While data centers will need higher speed SerDes than automotive, the two sectors will continue to exchange ideas. “Looking ahead, edge computing, industrial and OT convergence, and composable architectures may create opportunities for automotive-style Ethernet or SerDes, especially where low-cost, lightweight cabling is advantageous,” Chen noted. “In core hyperscale data centers, SerDes will likely remain optimized for ultra-high speed, minimal jitter, and power efficiency. The greater influence may come from SerDes innovations — such as equalization and error resilience — feeding back into general high-speed SerDes design, rather than direct adoption of automotive PHYs.”

Conclusion
Overall, the crystal ball is showing more automotive Ethernet than legacy in-vehicle networking protocols. “I’ve seen a lot of folks at the OEMs talking about the future, and they see it going to Ethernet,” said Synopsys’ Ames. “I’m sure if there’s a willingness for it to happen, it will get there. Technology-wise, it could certainly do it.”

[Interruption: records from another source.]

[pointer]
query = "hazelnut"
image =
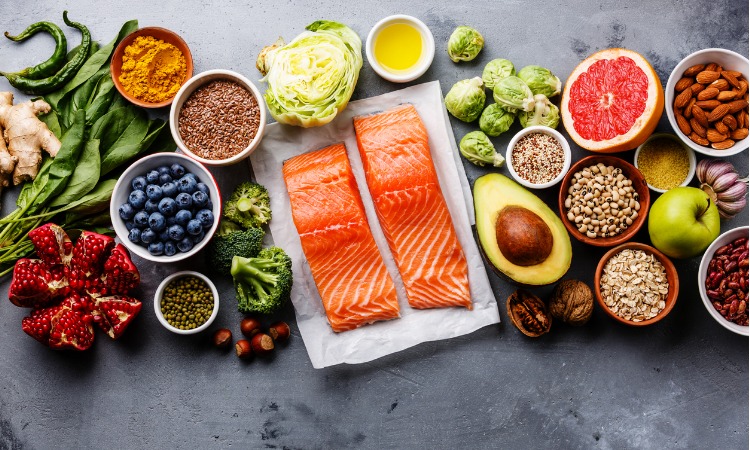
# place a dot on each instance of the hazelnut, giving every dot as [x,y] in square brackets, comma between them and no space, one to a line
[250,326]
[261,344]
[279,331]
[222,338]
[243,349]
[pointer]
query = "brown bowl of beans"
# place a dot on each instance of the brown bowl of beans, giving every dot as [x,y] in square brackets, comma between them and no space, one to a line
[603,200]
[636,284]
[218,117]
[723,280]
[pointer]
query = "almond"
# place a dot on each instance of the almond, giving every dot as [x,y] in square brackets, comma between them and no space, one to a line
[730,78]
[708,93]
[698,140]
[739,134]
[707,77]
[697,128]
[694,70]
[723,145]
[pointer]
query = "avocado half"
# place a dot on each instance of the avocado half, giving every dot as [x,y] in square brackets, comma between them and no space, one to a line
[493,193]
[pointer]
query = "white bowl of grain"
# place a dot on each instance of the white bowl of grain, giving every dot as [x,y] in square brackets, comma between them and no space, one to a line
[218,117]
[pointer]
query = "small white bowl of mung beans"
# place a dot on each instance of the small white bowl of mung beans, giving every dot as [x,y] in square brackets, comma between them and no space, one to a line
[665,162]
[218,117]
[538,157]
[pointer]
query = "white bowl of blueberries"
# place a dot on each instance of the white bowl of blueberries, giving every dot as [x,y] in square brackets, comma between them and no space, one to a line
[165,207]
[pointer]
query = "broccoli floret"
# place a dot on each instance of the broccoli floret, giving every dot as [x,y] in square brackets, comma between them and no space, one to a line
[264,283]
[229,243]
[249,205]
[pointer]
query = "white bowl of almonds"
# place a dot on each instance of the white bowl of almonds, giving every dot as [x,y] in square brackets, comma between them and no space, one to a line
[706,101]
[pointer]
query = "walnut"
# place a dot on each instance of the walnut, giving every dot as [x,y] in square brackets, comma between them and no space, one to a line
[572,302]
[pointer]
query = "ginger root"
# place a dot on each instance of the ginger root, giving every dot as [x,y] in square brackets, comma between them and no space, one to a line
[26,136]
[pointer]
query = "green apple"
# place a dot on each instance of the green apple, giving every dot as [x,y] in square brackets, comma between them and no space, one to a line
[683,222]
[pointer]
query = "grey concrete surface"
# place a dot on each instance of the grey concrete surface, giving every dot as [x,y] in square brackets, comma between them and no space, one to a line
[682,383]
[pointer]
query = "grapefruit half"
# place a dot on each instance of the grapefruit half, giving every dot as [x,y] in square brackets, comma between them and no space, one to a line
[612,101]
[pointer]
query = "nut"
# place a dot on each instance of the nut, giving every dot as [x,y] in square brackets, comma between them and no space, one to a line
[528,313]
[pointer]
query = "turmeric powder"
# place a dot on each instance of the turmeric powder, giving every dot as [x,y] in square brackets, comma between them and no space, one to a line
[152,70]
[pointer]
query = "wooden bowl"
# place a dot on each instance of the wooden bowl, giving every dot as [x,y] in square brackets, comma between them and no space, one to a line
[672,278]
[639,184]
[115,66]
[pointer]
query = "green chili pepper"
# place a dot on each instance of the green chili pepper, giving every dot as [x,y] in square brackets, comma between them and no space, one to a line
[55,62]
[51,83]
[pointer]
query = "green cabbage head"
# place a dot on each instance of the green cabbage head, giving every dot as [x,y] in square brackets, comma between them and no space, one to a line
[464,44]
[496,70]
[466,99]
[540,80]
[312,78]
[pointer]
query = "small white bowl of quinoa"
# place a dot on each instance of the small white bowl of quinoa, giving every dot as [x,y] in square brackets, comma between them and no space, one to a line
[218,117]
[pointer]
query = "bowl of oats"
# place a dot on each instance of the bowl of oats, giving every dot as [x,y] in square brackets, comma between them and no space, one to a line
[636,284]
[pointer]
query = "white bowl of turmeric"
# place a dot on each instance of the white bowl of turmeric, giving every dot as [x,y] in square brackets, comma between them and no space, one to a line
[665,162]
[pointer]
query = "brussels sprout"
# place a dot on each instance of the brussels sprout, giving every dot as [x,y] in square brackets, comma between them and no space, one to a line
[464,44]
[478,149]
[496,70]
[544,113]
[513,94]
[540,80]
[495,120]
[466,99]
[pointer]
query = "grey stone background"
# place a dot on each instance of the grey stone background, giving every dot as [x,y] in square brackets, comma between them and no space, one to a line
[682,383]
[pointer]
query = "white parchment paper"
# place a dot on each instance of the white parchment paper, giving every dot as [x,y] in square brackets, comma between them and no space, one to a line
[369,342]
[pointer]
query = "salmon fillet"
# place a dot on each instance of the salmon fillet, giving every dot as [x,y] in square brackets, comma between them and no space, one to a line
[411,208]
[345,262]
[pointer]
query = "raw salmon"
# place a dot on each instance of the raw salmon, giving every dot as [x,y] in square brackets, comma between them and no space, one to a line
[411,208]
[344,260]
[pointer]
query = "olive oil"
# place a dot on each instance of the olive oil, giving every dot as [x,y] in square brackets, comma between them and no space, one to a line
[398,47]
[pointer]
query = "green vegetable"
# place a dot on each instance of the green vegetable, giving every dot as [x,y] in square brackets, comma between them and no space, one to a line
[53,82]
[513,94]
[496,70]
[540,80]
[478,149]
[312,78]
[249,205]
[466,99]
[464,44]
[544,113]
[231,241]
[263,284]
[55,62]
[495,120]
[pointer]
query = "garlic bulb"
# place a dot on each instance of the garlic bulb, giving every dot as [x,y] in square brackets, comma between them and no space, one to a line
[721,182]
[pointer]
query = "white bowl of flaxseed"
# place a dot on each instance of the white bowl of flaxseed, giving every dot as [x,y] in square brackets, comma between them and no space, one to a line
[218,117]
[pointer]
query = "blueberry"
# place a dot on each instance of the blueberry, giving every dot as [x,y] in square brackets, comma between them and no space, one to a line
[176,232]
[157,221]
[153,192]
[183,216]
[126,211]
[184,201]
[185,245]
[168,206]
[137,199]
[206,218]
[199,198]
[151,206]
[135,235]
[140,219]
[139,183]
[156,248]
[169,248]
[152,177]
[169,189]
[194,227]
[148,236]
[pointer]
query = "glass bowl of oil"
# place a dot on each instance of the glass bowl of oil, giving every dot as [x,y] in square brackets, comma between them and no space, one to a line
[400,48]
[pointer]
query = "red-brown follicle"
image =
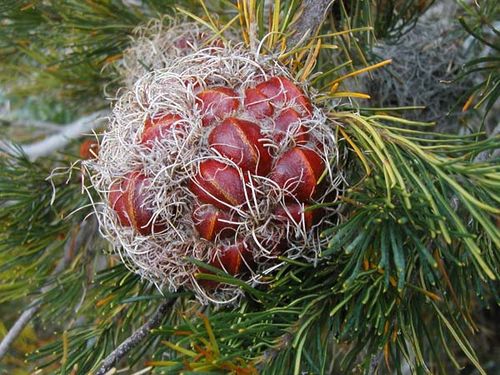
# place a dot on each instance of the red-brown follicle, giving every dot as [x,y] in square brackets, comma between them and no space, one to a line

But the transition won’t happen overnight. “While Ethernet is designed for next-generation vehicles, legacy protocols will persist for some time and gradually transition over as the safety, reliability, and the economics of Ethernet are on par with the incumbents,” said Rambus’ Bahrouch. “The transition will be gradual as OEMs validate Ethernet’s reliability against legacy systems like CAN and FlexRay, but as the silicon matures, certification frameworks expand, and costs come down, the direction is clear.”